Tuesday, June 4, 2013
Was Jane Eyre a SAHM?
I just closed my personal checking account. For the first time since I can remember, I have no money. I feel like Jane Eyre, lacking a dowry and station in life. Strangely, I feel stuck right around the part where her friend dies of TB.
None of it is true. My active imagination has landed me squarely in the land of overreaction -- not Thornfield Manor. I have my modern-day, seeing version of Mr. Rochester, and I have money in savings. The realities aren't making me feel any better about not having an FDIC insured, individual checking account with my John Hancock attached to it.
Before my recent trip to the bank and subsequent mental trip to the 19th Century, I didn't have a single problem being a Stay at Home Mom (other than the ridiculous acronym itself). Sure, I've experienced the struggles that other SAHM's talk about in their blogs. I've felt like my new identity as a mom isn't valued in society. I have moments of isolation and boredom. I've felt irrelevant at parties. These things haven't hit me all that hard.
I've changed my mind. Suddenly, I have to ask my husband for money. I've never asked a man for money. I got my first paper route at 11, babysat, lied about my age to get my first job at Sonic Burger at 15.
For a long time now, my idea of independence has been tied to my financial freedom.
Many women would happily spend their husband's money. I've seen them on Real Housewives. I don't like that I'm not contributing financially to our household.

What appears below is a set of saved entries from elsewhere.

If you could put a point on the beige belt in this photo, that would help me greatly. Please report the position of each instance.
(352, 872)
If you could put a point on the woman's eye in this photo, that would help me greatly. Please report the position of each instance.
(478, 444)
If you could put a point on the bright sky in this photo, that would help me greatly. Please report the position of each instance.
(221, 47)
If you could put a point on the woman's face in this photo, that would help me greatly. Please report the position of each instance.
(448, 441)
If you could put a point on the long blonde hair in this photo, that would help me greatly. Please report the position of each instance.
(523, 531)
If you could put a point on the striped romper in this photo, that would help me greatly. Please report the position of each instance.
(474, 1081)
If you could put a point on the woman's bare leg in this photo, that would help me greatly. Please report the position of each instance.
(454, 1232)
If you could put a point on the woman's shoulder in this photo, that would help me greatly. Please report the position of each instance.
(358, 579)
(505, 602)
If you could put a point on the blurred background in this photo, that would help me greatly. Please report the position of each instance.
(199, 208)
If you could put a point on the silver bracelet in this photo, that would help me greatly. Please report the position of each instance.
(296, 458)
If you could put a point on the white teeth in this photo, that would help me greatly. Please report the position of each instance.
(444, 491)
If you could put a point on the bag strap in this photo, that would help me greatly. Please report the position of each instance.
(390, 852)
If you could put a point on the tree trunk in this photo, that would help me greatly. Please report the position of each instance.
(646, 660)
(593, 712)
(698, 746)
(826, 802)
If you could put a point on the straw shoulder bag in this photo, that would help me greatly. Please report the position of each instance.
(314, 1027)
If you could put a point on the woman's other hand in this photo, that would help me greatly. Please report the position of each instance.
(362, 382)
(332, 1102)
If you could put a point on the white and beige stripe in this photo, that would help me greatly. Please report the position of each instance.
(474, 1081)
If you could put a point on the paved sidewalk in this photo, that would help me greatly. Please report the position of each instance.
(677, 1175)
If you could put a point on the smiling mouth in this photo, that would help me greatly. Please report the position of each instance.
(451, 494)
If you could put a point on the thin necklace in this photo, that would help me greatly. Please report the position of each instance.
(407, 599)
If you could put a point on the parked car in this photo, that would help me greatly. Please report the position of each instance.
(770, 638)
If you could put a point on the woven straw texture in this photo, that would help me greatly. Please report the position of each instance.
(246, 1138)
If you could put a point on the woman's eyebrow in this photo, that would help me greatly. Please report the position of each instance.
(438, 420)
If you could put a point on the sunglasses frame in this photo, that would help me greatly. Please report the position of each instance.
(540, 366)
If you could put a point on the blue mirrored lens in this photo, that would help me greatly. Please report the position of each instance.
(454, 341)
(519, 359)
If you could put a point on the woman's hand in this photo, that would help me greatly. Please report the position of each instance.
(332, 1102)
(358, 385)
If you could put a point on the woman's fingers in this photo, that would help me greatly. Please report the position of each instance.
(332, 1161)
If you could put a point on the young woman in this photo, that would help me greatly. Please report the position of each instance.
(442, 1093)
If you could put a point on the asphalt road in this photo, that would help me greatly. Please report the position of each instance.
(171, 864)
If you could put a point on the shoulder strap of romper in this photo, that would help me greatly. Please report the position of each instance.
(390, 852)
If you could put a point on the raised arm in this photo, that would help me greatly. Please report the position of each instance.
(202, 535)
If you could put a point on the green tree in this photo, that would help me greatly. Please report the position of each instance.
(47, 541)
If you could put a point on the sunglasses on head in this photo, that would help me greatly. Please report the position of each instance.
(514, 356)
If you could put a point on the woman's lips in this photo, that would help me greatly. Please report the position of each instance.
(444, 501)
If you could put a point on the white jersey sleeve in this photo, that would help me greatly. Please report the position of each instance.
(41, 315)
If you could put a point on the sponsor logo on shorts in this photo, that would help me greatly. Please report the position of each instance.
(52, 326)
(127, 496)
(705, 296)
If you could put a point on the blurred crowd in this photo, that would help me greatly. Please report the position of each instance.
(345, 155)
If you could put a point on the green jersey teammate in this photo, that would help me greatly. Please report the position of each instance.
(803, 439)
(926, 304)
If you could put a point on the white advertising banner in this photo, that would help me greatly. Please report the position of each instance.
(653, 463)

The value that I add to the household is real, yet it is far less tangible, has no bottom line. I feel like I have my hand outstretched, waiting for the mercy of my beneficent husband. And, while I'm not planning on leaving George any time soon, I want that decision to be a matter of choice, not because it isn't an option.
George tries to bring me back to the 21st century. He knows just what to say…"His money is my money"…"Marriage is a partnership"…"Share and share alike"..."You give far more to this family than can be measured in a paycheck". And he's right. Blah, blah, blah.
I feel silly and frivolous for these worries on so many levels too. I know I should be happy that I haven't been working for two years, and have just recently run out of my "own" money. I should be grateful that taking off work and caring for Claire is an option for our family at all. With the exception of independently wealthy, someone needs to be bringing home the bacon. Why does it have to be me?
It's true. I have been able to define myself the way that I want in the last two years. I am lucky to be like the heroine, Jane Eyre, complete with my seeing version of Mr. Rochester. And I didn't have to beg for money on the streets of London before having a child like her either.
What's also true is that money appears to be a loaded issue for me. Particularly, now that I'm not loaded.